Saint-Cirq-Lapopie is one of 'les plus beaux villages de France' (‘the most beautiful villages of France’). This independent association, created in 1982 promotes the tourist appeal of small rural villages with a rich cultural heritage. So, wherever you are in France, be sure to keep an eye out for these as they are always worth a visit.
This particular hill-top village has it all: a brilliant winding drive through dramatic countryside and gorges, where the road is literally carved from, or through the land in some places; picture perfect old stone buildings and cobbled streets; an abundance of cafes and restaurants; many tiny independent artisans and traders selling their wares; and of course, views to die for.
We visited twice this year, firstly back in February when it was really wild, wet and windy; great for getting the place to ourselves, but not so great for getting a cup of coffee as everything was closed for the season! Our second visit was in August, when we made sure we set off super early to avoid the crowds, and were rewarded with almost empty streets where we were free to wander aimlessly and take in the atmosphere.
The place is so beautiful, it actually feels like a film set. We stopped for coffee and croissants before exploring the maze of little cobbled streets, popping into tiny shops for a peek at artisans making: glass, lavender gifts, clothes, wine, foodie treats, pottery, artwork.....

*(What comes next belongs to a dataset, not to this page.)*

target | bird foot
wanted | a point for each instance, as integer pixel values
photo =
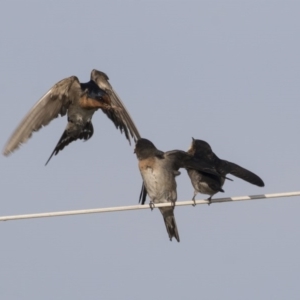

There is also a really good walk that you can do along the river Lot, before arriving at the village. To avoid the crowded car parks, you can park at Bouziès and walk along the river towpath to the village. It takes about 45 minutes and is flat for 95% of the time before you head up the massive hill to reach the hill top village of Saint-Cirq-Lapopie! Along the way you'll find the 'Chemin de Halage'. This historic site is formed of the river towpath which was cut directly into the dramatic gorge cliffs in 1845 for about 1km (so great if it's raining!) to allow the horses to pull the barges along the river. In 1985 the artist Daniel Monnier (from Toulouse) carved a bas-relief out of the rock to represent the river, and its flora, fauna, rocks, fossils and whirlpools. It is a lovely way to extend a morning/ afternoon visit to a whole day out.